The grotesque extremes to which Muammar Qaddafi has gone to threaten the people of Libya -- and to act on those threats -- have left the self-proclaimed "king of kings" with few defenders in northern Africa, the Middle East or the international community.
Even among frequent critics of US interventions abroad, there is disgust with Qaddafi, and with the palpable disdain he has expressed for the legitimate aspirations of his own people.
So it is that the advocacy for military intervention has spread far beyond the usual circle of neoconservative hawks.
The circumstance is made easier by the fact that the bombing of Libya by US and allied planes is being carried out under the auspices of the United Nations. And with his words and his initial reluctance with regard to taking military action, President Obama has seemed to avoid many of the excesses of his predecessors.
Yet, now the headline on CNN reads "Libya War."

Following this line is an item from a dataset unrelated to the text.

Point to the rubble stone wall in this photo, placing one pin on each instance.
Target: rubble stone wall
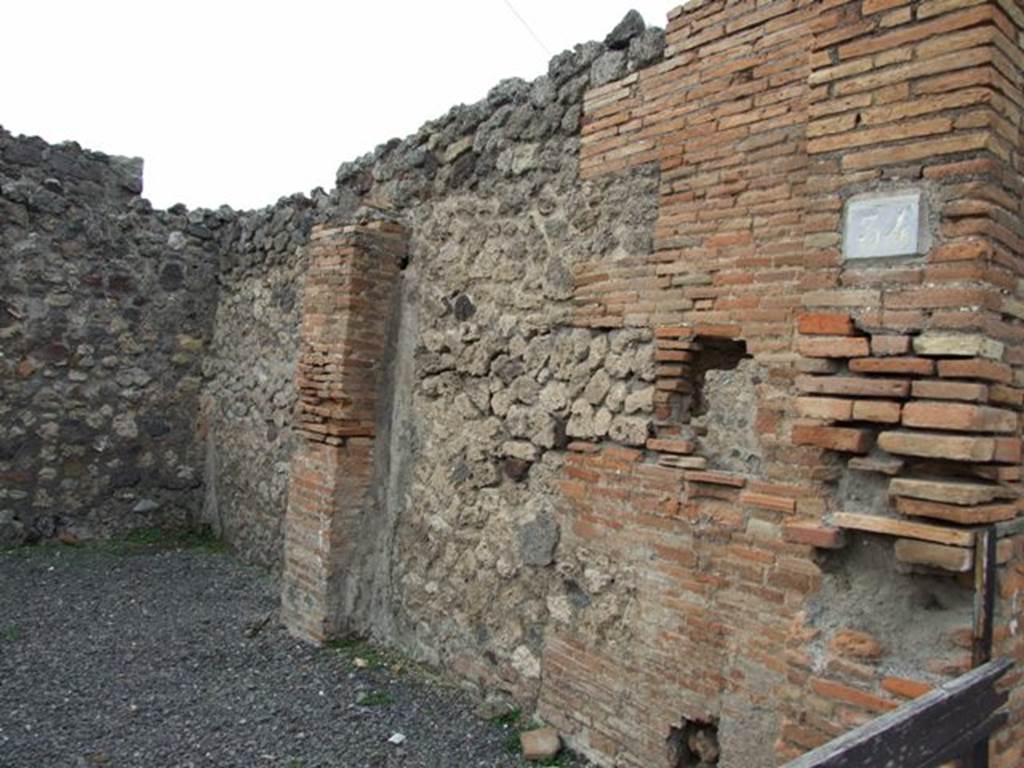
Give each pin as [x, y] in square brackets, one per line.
[105, 310]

And anyone who takes the Constitution seriously should have a problem with the fact that, once again, the United States is involved in a war that has neither been debated nor declared by the Congress of the United States.

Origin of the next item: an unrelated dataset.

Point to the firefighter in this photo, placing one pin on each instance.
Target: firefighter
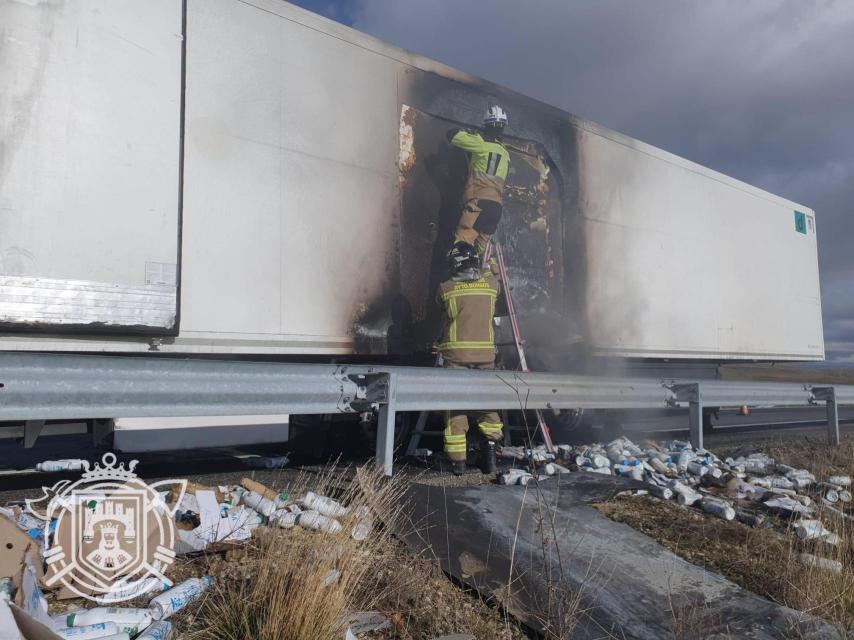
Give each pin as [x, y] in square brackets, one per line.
[468, 299]
[489, 163]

The penchant of presidents of embark upon military adventures without consulting Congress is now so pronounced that it is barely noted anymore that the Constitution says "Congress shall have power to"declare War."
Unless the United States is immediately threatened, presidents aren't supposed to declare wars or launch them on their own.

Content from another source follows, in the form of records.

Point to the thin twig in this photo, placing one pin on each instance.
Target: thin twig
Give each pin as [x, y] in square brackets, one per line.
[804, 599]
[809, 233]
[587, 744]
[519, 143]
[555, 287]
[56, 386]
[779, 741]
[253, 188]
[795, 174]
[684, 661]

Of all the checks and balances outlined in the Constitution, none is more significant than the power to declare war.
Yet, since World War II, presidents have launched attacks, interventions and wars without declarations. And now that has happened again.
There are plenty of explanations for why this happens. Treaties that require to bind the United States to the United Nations. The War Powers Act. The general sense that members of Congress would prefer to let presidents call the shots.
But the Constitution does not establish any exit strategies for members of the Congress. They are supposed to provide advice and consent -- or to deny it.
Unfortunately, that just does not happen anymore.
When the United States ratified the United Nations treaty after World War II, Henrik Shipstead and William Langer were the only senators to cast "no" votes on the UN Charter. Other senators, California's Hiram Johnson and Wisconsin's Robert M. La Follette Jr., expressed reservations.
What was their fear? The senators worried that, under the agreement with the United Nations, presidents would involve US troops in wars launched by the United Nations -- without ever consulting Congress.
That fear proved to be well founded, as history would soon confirm, when President Truman sent US troops to Korea as part of a UN mission -- but without a Congressional declaration.